Rates and Prices Through The AgesRates Through The Ages From 1968 to 1980

In 1968, the mortgage rates were 8.5% but they went down to 7% the following year. Homeowners could buy a home that was 15% to 20% larger home with the same mortgage if they could find someone to assume the payments. Federal Housing Administration and Veteran Affairs mortgages were very popular in certain price ranges and they allowed buyers to assume the mortgage regardless of the credit. Therefore, if you could get someone to take over your payments, you were free to qualify for another mortgage.

Rates From 1981 to 1999
In 1981, mortgage rates reached a whopping 18.63%. A quarter of a million dollars of mortgage had a monthly principal and interest payment of nearly four thousand dollars. As crazy as that rate sounds, people were still buying homes; they were good investments. Four years later, the rates were going down but they were still over 12%.

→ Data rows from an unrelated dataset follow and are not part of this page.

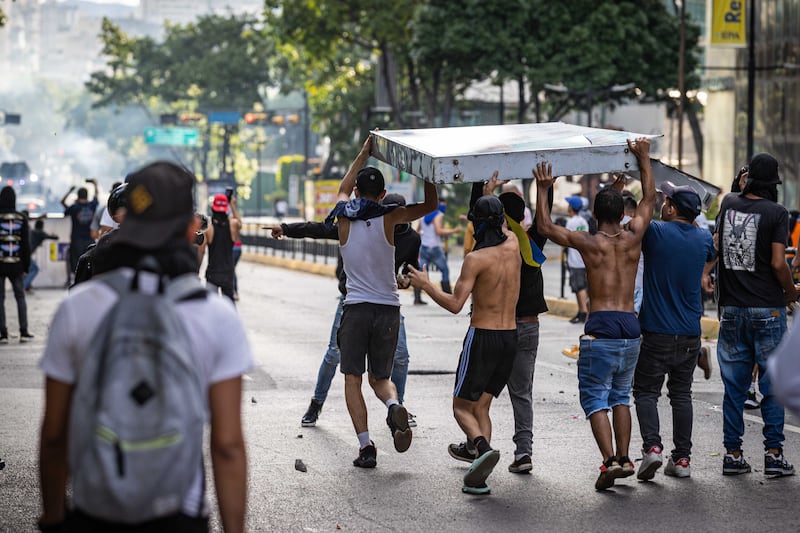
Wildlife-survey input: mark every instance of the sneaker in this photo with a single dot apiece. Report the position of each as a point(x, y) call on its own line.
point(397, 420)
point(462, 452)
point(572, 351)
point(777, 466)
point(732, 466)
point(481, 468)
point(627, 466)
point(704, 361)
point(609, 471)
point(310, 418)
point(752, 401)
point(522, 465)
point(679, 468)
point(651, 461)
point(367, 457)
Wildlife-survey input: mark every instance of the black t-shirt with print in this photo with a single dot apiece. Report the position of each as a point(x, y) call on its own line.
point(747, 229)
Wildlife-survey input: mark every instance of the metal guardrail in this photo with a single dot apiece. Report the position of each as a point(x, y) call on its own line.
point(257, 240)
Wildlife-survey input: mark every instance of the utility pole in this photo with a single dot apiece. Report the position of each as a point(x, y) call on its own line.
point(751, 77)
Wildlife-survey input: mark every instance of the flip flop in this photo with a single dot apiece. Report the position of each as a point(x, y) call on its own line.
point(481, 468)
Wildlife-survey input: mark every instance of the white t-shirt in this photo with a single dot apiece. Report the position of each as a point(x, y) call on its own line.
point(219, 346)
point(574, 259)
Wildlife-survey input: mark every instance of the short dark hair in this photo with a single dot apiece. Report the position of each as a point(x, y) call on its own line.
point(629, 203)
point(608, 206)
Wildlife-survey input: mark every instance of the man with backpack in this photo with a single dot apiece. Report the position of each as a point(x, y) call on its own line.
point(136, 360)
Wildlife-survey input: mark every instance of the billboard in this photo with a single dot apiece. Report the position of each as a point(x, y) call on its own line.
point(728, 23)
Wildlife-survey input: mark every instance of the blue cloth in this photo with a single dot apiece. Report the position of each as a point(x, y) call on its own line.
point(327, 369)
point(612, 325)
point(605, 372)
point(357, 209)
point(747, 336)
point(674, 257)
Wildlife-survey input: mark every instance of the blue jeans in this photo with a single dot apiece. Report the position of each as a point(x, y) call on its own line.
point(605, 372)
point(327, 369)
point(747, 336)
point(31, 275)
point(436, 256)
point(520, 386)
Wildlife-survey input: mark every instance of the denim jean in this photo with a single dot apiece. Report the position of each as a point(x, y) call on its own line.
point(436, 256)
point(520, 386)
point(327, 369)
point(747, 336)
point(674, 356)
point(19, 295)
point(31, 275)
point(605, 371)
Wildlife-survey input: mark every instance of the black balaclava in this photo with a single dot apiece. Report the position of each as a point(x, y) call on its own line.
point(487, 217)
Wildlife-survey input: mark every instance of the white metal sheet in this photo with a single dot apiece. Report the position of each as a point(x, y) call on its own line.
point(473, 153)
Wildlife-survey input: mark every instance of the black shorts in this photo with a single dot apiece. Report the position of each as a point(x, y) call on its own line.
point(577, 279)
point(368, 330)
point(485, 363)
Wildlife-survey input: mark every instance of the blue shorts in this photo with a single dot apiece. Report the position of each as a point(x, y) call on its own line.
point(605, 372)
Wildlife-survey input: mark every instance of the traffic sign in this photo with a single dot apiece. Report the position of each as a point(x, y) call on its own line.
point(224, 117)
point(171, 136)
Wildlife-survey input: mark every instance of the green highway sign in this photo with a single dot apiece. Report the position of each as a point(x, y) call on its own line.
point(171, 136)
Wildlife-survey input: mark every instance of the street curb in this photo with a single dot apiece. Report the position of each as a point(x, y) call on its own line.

The monthly payment from our previous example would now be twenty-five hundred. Home owners happy to be paying only two thirds what they had to pay a few years earlier and that was a good thing. Fast forward to late 1991 when the rates went below 9%—that same payment was down to two thousand dollars a month.

Rates in the 21st Century
Rates during this time were 8.15% and that made the payment of a quarter of a million dollars of mortgage less than two thousand dollars a month. Rates were even lower in 2008 at 6.04%. By 2009, mortgage rates had fallen below 5%. The lowest mortgage rate was 3.31% on November 2012 with a payment one thousand dollars via our previous example.

As you can see, rates fluctuate and most of the experts are expecting rates to be above 5% by the end of this year. Rates have been historically low for a long period but will probably continue to go up. Based on history, even 8% would be an excellent rate for home owners. Until it reaches that point again, everything lower is a bargain.